Former President Donald Trump slammed cryptocurrencies Tuesday, saying they are "a disaster waiting to happen."
"I like the currency of the United States," Trump said on the Fox Business network after being asked about cryptocurrencies. "I think the others are potentially a disaster waiting to happen."
Trump said Americans "should be invested in our currency" and not cryptocurrencies.
"They may be fake. Who knows what they are?" he told Fox Business. "They certainly are something that people don't know very much about. I have not been a big fan."
Markets Insider said that bitcoin proponents and other people have suggested cryptocurrencies could pose a threat to the U.S. dollar as a reserve currency and through their use in transactions.

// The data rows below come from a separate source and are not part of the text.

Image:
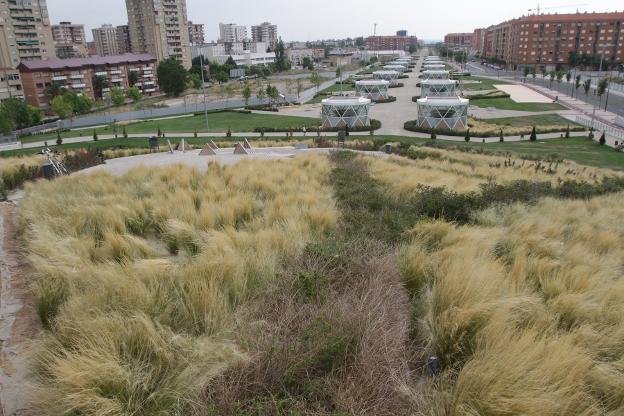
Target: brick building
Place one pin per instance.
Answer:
(77, 75)
(547, 40)
(390, 43)
(460, 40)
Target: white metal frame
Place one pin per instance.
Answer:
(375, 90)
(438, 88)
(448, 113)
(436, 74)
(398, 68)
(338, 112)
(390, 76)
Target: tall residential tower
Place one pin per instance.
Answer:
(160, 28)
(25, 32)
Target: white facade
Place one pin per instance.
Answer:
(375, 90)
(232, 33)
(446, 113)
(340, 112)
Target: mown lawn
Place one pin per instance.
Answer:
(485, 84)
(218, 122)
(509, 104)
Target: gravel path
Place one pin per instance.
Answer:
(18, 321)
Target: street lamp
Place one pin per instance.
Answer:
(201, 67)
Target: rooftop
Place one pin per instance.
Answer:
(57, 64)
(342, 101)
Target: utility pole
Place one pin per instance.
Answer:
(201, 63)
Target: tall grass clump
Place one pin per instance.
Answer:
(521, 308)
(138, 279)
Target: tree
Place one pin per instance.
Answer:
(300, 88)
(134, 93)
(602, 87)
(316, 80)
(261, 93)
(577, 84)
(533, 134)
(117, 96)
(99, 83)
(194, 81)
(247, 94)
(171, 77)
(133, 78)
(281, 63)
(587, 86)
(307, 63)
(62, 107)
(273, 93)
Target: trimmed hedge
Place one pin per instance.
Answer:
(495, 132)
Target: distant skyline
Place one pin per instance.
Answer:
(299, 20)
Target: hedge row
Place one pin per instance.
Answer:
(413, 126)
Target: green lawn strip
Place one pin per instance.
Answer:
(218, 122)
(509, 104)
(484, 85)
(528, 121)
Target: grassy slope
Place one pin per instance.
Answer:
(218, 122)
(578, 149)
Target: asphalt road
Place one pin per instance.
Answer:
(615, 103)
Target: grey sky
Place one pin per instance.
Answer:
(322, 19)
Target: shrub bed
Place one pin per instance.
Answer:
(493, 132)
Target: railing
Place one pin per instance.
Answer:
(602, 127)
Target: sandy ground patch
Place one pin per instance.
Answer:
(522, 94)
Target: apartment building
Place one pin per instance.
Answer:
(160, 28)
(10, 84)
(296, 56)
(123, 39)
(232, 33)
(547, 40)
(25, 32)
(105, 39)
(77, 75)
(266, 33)
(390, 43)
(69, 40)
(458, 40)
(196, 33)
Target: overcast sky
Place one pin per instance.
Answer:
(324, 19)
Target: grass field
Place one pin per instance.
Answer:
(509, 104)
(321, 285)
(485, 84)
(218, 122)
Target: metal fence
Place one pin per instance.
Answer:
(600, 126)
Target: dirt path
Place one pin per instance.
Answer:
(18, 320)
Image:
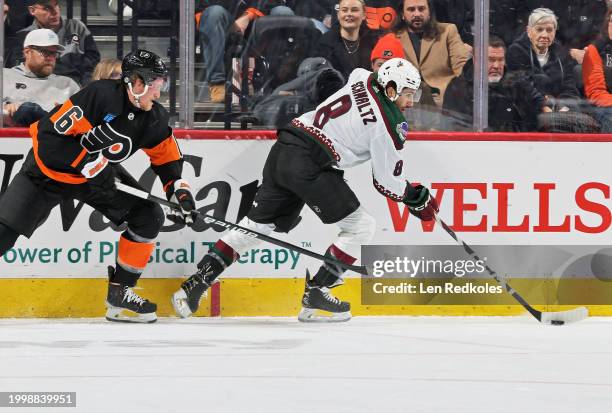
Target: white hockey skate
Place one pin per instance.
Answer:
(123, 304)
(318, 305)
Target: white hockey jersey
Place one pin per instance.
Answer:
(358, 123)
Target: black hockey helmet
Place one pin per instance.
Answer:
(147, 65)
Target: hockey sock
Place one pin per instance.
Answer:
(132, 259)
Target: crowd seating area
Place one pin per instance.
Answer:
(260, 63)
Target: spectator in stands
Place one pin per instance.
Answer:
(597, 75)
(386, 48)
(511, 100)
(80, 54)
(349, 45)
(216, 20)
(109, 68)
(31, 89)
(434, 48)
(579, 22)
(16, 17)
(380, 14)
(537, 54)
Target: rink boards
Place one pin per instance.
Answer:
(494, 189)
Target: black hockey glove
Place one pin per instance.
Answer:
(179, 192)
(420, 203)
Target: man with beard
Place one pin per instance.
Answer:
(80, 54)
(512, 100)
(434, 48)
(31, 89)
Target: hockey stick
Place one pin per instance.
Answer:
(548, 317)
(228, 225)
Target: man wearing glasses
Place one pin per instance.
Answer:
(31, 89)
(80, 54)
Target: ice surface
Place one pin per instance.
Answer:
(370, 364)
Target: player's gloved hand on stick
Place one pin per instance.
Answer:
(179, 192)
(420, 202)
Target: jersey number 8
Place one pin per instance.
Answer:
(331, 111)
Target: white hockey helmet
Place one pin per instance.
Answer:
(402, 73)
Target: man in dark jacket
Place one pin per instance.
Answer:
(579, 21)
(537, 53)
(513, 102)
(80, 54)
(217, 19)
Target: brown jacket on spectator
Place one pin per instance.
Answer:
(442, 57)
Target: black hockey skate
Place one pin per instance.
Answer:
(123, 304)
(318, 299)
(187, 299)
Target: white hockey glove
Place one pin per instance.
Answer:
(179, 192)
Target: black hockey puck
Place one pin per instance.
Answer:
(557, 322)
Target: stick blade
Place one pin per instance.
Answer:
(564, 317)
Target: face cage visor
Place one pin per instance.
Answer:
(159, 83)
(414, 94)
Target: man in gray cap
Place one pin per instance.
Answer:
(80, 54)
(31, 89)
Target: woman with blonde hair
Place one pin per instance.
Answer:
(349, 45)
(107, 69)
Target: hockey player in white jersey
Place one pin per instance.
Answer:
(362, 121)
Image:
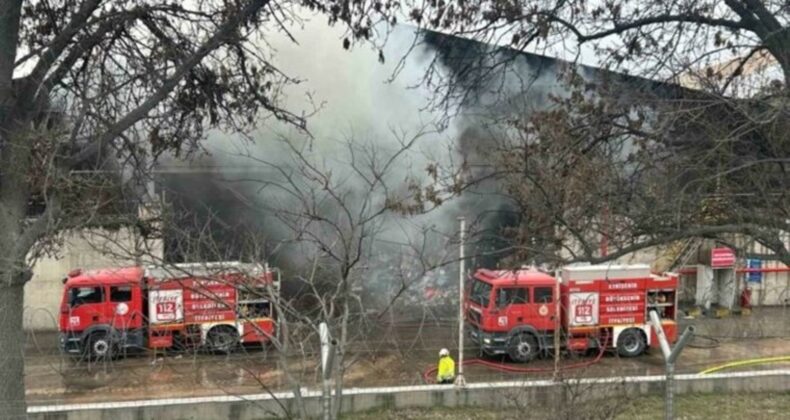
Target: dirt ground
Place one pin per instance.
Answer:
(689, 407)
(396, 356)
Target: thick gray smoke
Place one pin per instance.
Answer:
(459, 114)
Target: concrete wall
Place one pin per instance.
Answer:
(86, 249)
(543, 393)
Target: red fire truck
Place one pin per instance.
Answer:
(516, 312)
(211, 305)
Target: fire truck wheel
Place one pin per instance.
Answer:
(631, 343)
(522, 347)
(222, 339)
(100, 347)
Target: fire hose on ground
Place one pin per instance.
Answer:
(746, 362)
(429, 375)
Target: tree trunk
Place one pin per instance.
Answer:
(12, 362)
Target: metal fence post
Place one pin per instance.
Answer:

In June, Trump called bitcoin "a scam" that threatens the U.S. dollar becoming "the currency of the world."
"Bitcoin just seems like a scam," Trump said on Fox Business. "With us, it was $6,000 and much lower. I don't like it because it's another currency competing against the dollar. Essentially, it’s a currency competing against a dollar. I want the dollar to be the currency of the world. That’s what I've always said."

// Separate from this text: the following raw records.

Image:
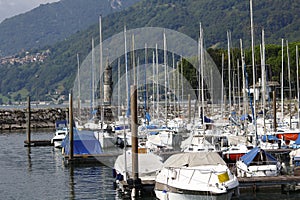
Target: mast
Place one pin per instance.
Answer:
(290, 86)
(145, 81)
(174, 83)
(101, 67)
(229, 72)
(202, 77)
(93, 78)
(166, 87)
(282, 80)
(298, 93)
(119, 88)
(263, 77)
(239, 87)
(79, 95)
(222, 91)
(153, 83)
(127, 75)
(199, 74)
(244, 80)
(253, 70)
(157, 83)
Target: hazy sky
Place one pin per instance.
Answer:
(9, 8)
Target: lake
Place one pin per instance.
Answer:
(39, 173)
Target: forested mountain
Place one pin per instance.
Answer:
(53, 22)
(280, 19)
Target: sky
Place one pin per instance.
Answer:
(10, 8)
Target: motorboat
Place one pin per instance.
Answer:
(258, 162)
(195, 175)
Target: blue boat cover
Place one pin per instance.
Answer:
(60, 124)
(121, 127)
(297, 141)
(270, 138)
(85, 143)
(249, 157)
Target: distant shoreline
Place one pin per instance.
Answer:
(16, 118)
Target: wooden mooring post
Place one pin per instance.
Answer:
(28, 130)
(28, 142)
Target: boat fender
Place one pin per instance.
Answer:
(174, 174)
(119, 177)
(114, 173)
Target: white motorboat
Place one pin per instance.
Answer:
(195, 175)
(258, 162)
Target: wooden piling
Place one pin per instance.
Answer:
(189, 108)
(28, 131)
(71, 155)
(134, 137)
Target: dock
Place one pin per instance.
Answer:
(36, 143)
(268, 181)
(107, 159)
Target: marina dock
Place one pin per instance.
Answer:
(269, 181)
(36, 143)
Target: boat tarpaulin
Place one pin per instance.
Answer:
(258, 154)
(148, 163)
(194, 159)
(85, 143)
(297, 141)
(269, 137)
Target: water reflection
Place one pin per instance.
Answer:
(71, 183)
(29, 159)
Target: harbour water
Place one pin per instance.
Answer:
(39, 173)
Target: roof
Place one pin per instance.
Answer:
(193, 159)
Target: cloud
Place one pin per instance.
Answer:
(10, 8)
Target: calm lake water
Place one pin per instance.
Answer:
(39, 173)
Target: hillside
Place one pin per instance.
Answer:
(53, 22)
(280, 19)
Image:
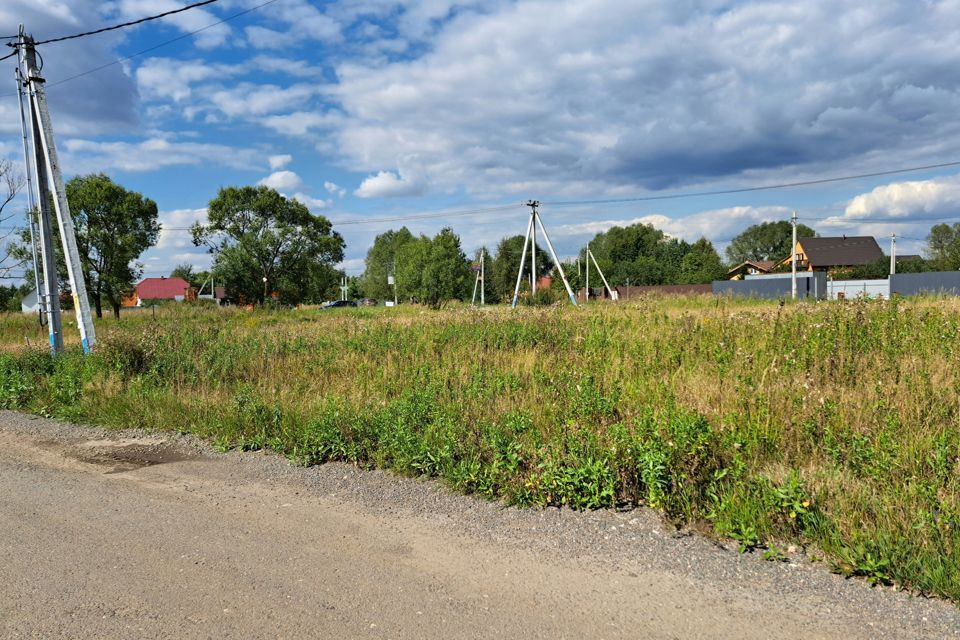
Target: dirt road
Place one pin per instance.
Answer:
(113, 536)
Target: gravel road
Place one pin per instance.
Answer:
(138, 535)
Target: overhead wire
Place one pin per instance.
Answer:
(233, 16)
(771, 187)
(126, 24)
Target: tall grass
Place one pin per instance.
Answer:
(831, 425)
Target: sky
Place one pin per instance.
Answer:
(370, 109)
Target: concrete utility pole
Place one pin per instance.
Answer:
(793, 258)
(47, 167)
(893, 253)
(533, 252)
(530, 235)
(586, 260)
(31, 205)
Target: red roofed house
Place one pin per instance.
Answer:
(161, 289)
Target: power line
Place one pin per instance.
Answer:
(127, 24)
(879, 220)
(154, 47)
(785, 185)
(401, 218)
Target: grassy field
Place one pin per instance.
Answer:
(831, 425)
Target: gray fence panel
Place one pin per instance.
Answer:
(814, 286)
(911, 284)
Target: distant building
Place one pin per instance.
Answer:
(161, 289)
(751, 268)
(824, 254)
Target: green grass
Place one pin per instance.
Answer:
(831, 425)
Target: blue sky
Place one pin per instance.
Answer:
(371, 108)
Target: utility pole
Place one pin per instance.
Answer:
(531, 226)
(47, 168)
(793, 258)
(31, 205)
(533, 204)
(483, 279)
(586, 259)
(893, 253)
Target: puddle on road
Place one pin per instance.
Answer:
(129, 454)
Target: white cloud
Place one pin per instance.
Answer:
(282, 180)
(938, 196)
(654, 94)
(299, 123)
(388, 184)
(213, 34)
(150, 154)
(314, 204)
(280, 161)
(334, 188)
(718, 225)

The former president also criticized cryptocurrencies on a Twitter thread in 2019 before the social platform suspended his account.

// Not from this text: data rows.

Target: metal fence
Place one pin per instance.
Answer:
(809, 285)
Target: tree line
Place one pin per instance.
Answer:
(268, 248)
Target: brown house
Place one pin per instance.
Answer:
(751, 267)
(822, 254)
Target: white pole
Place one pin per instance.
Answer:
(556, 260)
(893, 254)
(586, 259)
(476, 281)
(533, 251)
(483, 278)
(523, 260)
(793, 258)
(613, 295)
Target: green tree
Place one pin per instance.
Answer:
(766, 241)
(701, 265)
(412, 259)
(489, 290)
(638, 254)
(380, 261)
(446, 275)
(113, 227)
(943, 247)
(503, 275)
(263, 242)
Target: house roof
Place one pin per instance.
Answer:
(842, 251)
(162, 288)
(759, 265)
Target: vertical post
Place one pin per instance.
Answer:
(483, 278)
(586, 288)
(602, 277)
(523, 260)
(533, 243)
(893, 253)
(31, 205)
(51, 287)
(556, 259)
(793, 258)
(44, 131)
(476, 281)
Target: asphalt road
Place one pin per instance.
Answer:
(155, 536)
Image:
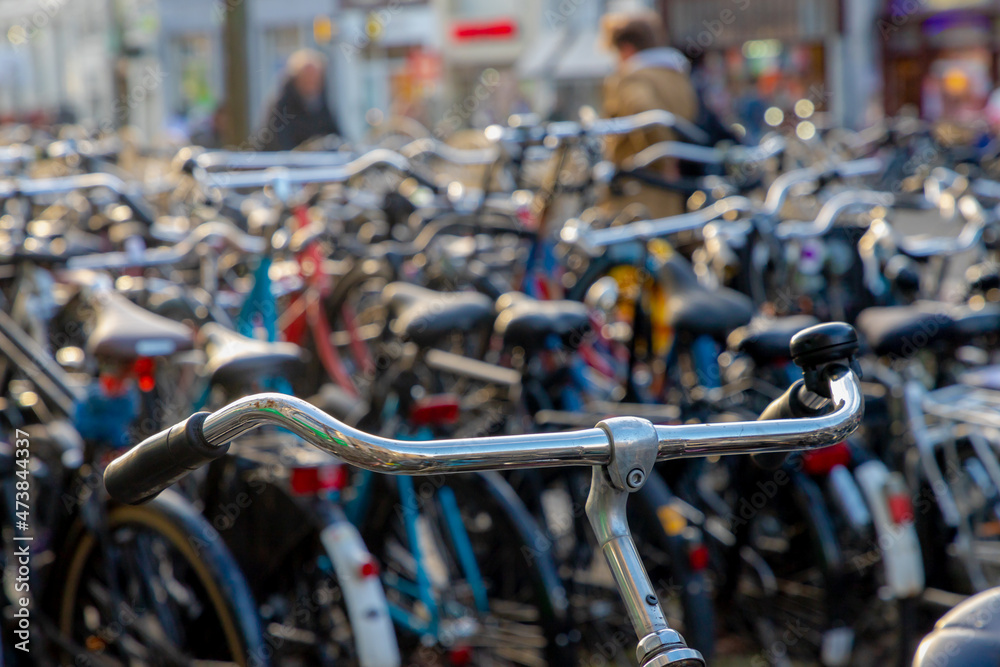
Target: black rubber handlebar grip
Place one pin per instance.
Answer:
(160, 460)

"I'm not a fan of bitcoin and other cryptocurrencies, which are not money, and whose value is highly volatile and based on thin air," he tweeted then.
Bitcoin's price, once a record high above $64,000, had fallen 25%, to about $47,500, as of Wednesday. However, it remained up 64% so far this year.
The U.S. dollar index has changed little this year.
Cryptocurrencies have grown in popularity among retail investors — something that has prompted U.S. regulators and lawmakers to increase attention in recent months.
Despite Trump's feelings about crypto, a group of his supporters launched a digital token as a reaction to his loss in the 2020 election. Magacoin has received more than 1,000 sign-ups since its launch, as of July, Markets Insider reported.
Gary Gensler, President Joe Biden's appointment to chair of the Securities and Exchange Commission, has said cryptocurrency trading platforms have become so large that they need to embrace regulation.
"There are a lot of platforms that are in operation today that would do better engaging and instead there is a bit of begging for forgiveness, rather than asking for permission," Gensler said in a Financial Times interview published Wednesday.